You could try making sure no other devices are using DHCP assigned addresses by, perhaps, turning them off (so that there won't be a possible duplicate address).
But then the router appears to have an incorrect DHCP address range set so this might not be a problem at all, better to be safe though.
Then set your computer's address manually to one that is in the range 192.168.1.2-254, probably over 200 is better in case there ends up being a duplicate address on the network, as the higher addresses are less likely to be assigned by the DHCP server in the router.
For the subnet mask use 255.255.255.0 , as usual, and the gateway 192.168.1.1, and DNS 192.168.1.1, as it is in the above post.
If the router has an address of 192.168.1.1 (and it appears it does from the above post) then your computer with address 192.168.0.(anything) will not be able to communicate with the router or anything else in the 192.168.1 network. That's the point of setting the address manually.

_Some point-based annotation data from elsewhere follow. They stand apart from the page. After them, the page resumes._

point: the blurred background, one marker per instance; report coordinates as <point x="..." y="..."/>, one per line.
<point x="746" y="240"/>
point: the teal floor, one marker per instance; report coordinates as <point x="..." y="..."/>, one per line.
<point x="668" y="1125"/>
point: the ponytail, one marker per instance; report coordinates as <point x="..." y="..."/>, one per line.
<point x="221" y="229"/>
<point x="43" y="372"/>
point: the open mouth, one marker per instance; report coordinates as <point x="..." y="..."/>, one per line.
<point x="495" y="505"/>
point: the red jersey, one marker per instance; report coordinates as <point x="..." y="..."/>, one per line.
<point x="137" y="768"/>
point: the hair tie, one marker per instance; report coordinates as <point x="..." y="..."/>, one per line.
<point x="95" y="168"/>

Then try to connect to 192.168.1.1 in a browser and see if it works.
HavingBigProbs
Dec 07, 2016Aspirant
I tried reaching the website with a different browser and cleared the cache it stills Times out
raven_au
Dec 07, 2016Virtuoso
That 192.168.0.20 looks wrong.
There are often problems coming back from dd-wrt to stock firmware and it's often difficult to find what you need to do on the dd-wrt forums.
The problem might be dd-wrt leaving conflicting NVRAM settings, you should have set the router back to factory defaults in dd-wrt before loading the firmware.

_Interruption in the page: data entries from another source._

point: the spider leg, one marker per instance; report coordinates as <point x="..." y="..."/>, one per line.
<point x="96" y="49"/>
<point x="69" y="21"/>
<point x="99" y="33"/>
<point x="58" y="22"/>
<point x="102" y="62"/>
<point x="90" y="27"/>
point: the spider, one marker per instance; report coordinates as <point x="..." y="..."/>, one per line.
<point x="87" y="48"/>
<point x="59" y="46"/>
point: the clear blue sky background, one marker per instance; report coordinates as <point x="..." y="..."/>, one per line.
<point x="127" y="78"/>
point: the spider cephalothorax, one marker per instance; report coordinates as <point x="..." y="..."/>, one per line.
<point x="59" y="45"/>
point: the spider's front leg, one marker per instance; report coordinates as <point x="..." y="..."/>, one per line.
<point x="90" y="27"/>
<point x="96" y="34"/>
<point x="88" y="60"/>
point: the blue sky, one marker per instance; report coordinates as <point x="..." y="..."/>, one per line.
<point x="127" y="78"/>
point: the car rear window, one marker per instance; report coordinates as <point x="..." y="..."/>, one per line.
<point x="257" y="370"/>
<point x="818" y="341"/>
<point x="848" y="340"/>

Even so the NVRAM settings can still conflict requiring they be erased before things will work properly.
I don't know if the Netgear tftp firmware update procedure will also erase NVRAM when the firmware is uploaded, a Netgear person will need to answer that one.
But if it does that could be a way to resolve the problem too.
You could try making sure no other devices are using DHCP assigned addresses by, perhaps, turning them off (so that there won't be a possible duplicate address).
But then the router appears to have an incorrect DHCP address range set so this might not be a problem at all, better to be safe though.
Then set your computer's address manually to one that is in the range 192.168.1.2-254, probably over 200 is better in case there ends up being a duplicate address on the network, as the higher addresses are less likely to be assigned by the DHCP server in the router.
For the subnet mask use 255.255.255.0 , as usual, and the gateway 192.168.1.1, and DNS 192.168.1.1, as it is in the above post.
If the router has an address of 192.168.1.1 (and it appears it does from the above post) then your computer with address 192.168.0.(anything) will not be able to communicate with the router or anything else in the 192.168.1 network. That's the point of setting the address manually.
Then try to connect to 192.168.1.1 in a browser and see if it works.
- IrvSpDec 07, 2016Master
I've gone from NG --> DD-WRT and DD-WRT --> NG a few times without problems. I've not seen this problem doing so, so I don't think that might be the problem. I'd suspect with the Router was set to 192.168.0.1 before manually or because of other devices causing it to use that IP Address or DD-WRT was set to that. Also possible the Network Adapter didn't sense a new IP Address for the router and never changed. That 192.168.0.20 is fairly high too so I suspect it was set manually. I set mine to 192.168.1.30 specifically so I'd know its IP Address if I needed to access it via IP Address (another PC is set to 192.168.1.40) and I set the first 19 addresses to be the limit to be handed out. Maybe the OP did something similar?